New book review for Amplifying Your Effectiveness: Collected Essays, edited by Gerald M. Weinberg, James Bach, and Naomi Karten, Dorset House Publishing, 2000, reposted here:
This book is a collection of "pre-cedings" written by 17 software consultants for a conference of the same name. In the introduction, Weinberg explains the frequent ineffectiveness of proceedings typically distributed at the end of conferences. These essays (the entire text is less than 150 pages) present a preview of the hosts participating in the first "Amplifying Your Effectiveness" conference by demonstrating the diverse styles and interests of the authors. Weinberg explains that within any organization, improvements in effectiveness can occur at three levels - the individual ("the Self"), the team ("the Other"), and the organization as a whole ("the Context") - and that this collection attempts to address all three levels. In addition, there are three fundamental abilities that contribute to the effectiveness of a manager or any other technical leader: "the ability to observe what's happening and to understand the significance of your observations", "the ability to act congruently in difficult interpersonal situations, even though you may be confused, or angry, or so afraid you want to run away and hide", and "the ability to understand complex situations so you can plan a project and then observe and act so as to keep the project going according to plan, or modify the plan". These three abilities are also addressed in this collection because the least developed among them prevents one from amplifying effectiveness the most.

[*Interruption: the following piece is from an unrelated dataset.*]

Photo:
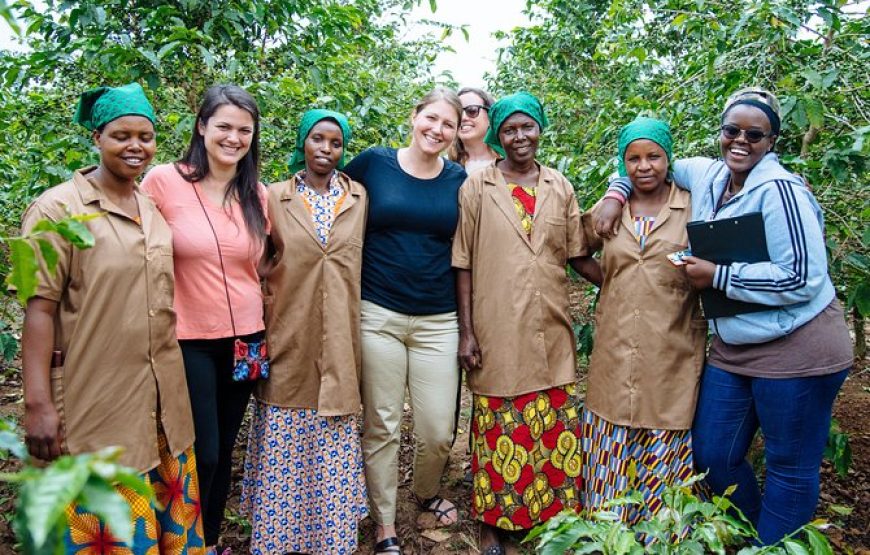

The essays are presented in four parts: "empowering the individual", "improving interpersonal interactions", "mastering projects", and "changing the organization". Based on the number of dog ears following the reading of this book, this reviewer especially enjoyed parts one and four, and essays "Do I Want to Take this Crunch Project?" by Sharon Marsh Roberts and Ken Roberts, and "Modeling Organizational Change" by Esther Derby. In the first, Roberts and Roberts draw a distinction between "crunch projects" and "pseudo-crunch projects" and how to navigate the circumstances surrounding each type of project. While Edward Yourdon's "Death March" (see my review) discusses crunch projects at length, the authors here simplify the definition of crunch project by explaining that these types of project exhibit two requirements or constraints: (1) "there are major negative consequences if the project's deadline is not met", and (2) "given the constraints of the project, the allocated resources (time, money, or people) are significantly smaller than those required to fulfill the needs of the sponsor and the customers". The ability to distinguish between the crunch project and pseudo-crunch project is important because commensurate recognition is awarded to those who complete crunch projects, but few will acknowledge efforts of the team toward a pseudo-crunch project. Not only do pseudo-crunch projects typically exhibit "pseudo-deadlines" where internal management picks a date, but there are no significant impacts on profits or external relationships if the date is missed, pseudo-crunch projects bring by their very nature personal loss and no balancing gain.
In "Modeling Organizational Change", Derby explains that when a problem exists in the way a work group functions, confronting that problem necessitates organizational change, and "by taking a critical look at your process and using some theories from organizational design, you can fix that problem - and improve your organization's ability to deliver high-quality results". Because even small systems are very complex, any action in this regard can affect more than one variable in the system, so understanding the interplay of these factors and identifying the manner in which one desires to guide the system in a particular direction are important when designing organizational change. The relatively simple examples that Derby provides to explain circular causation and corrective action are written well, and the example and accompanying diagrams that she walks through are effective in explaining her points. Other essays that this reviewer especially enjoyed were (3) "Solving Other People's Problems" by Don Gray, where the author explains "The Pause Principle", "The Pay Attention Principle", "The Partnership Principle", "The Passion Principle", and "The Person Principle", (4) "The Perils of Parallel Projects" by Johanna Rothman, where the author discusses context switching alongside a table from Weinberg's "Quality Software Management, Volume 1" that exhibits data on how much time is truly available to an individual splitting their time across multiple projects, and (6) "Life as a Software Architect" by Bob King, where the author offers a discussion of the software architect role that explains what helps him avoid what he calls the "technical trap" - three metrics called "The Visibility Ratio", "The Conflict Metric", and "The Anxiety Metric".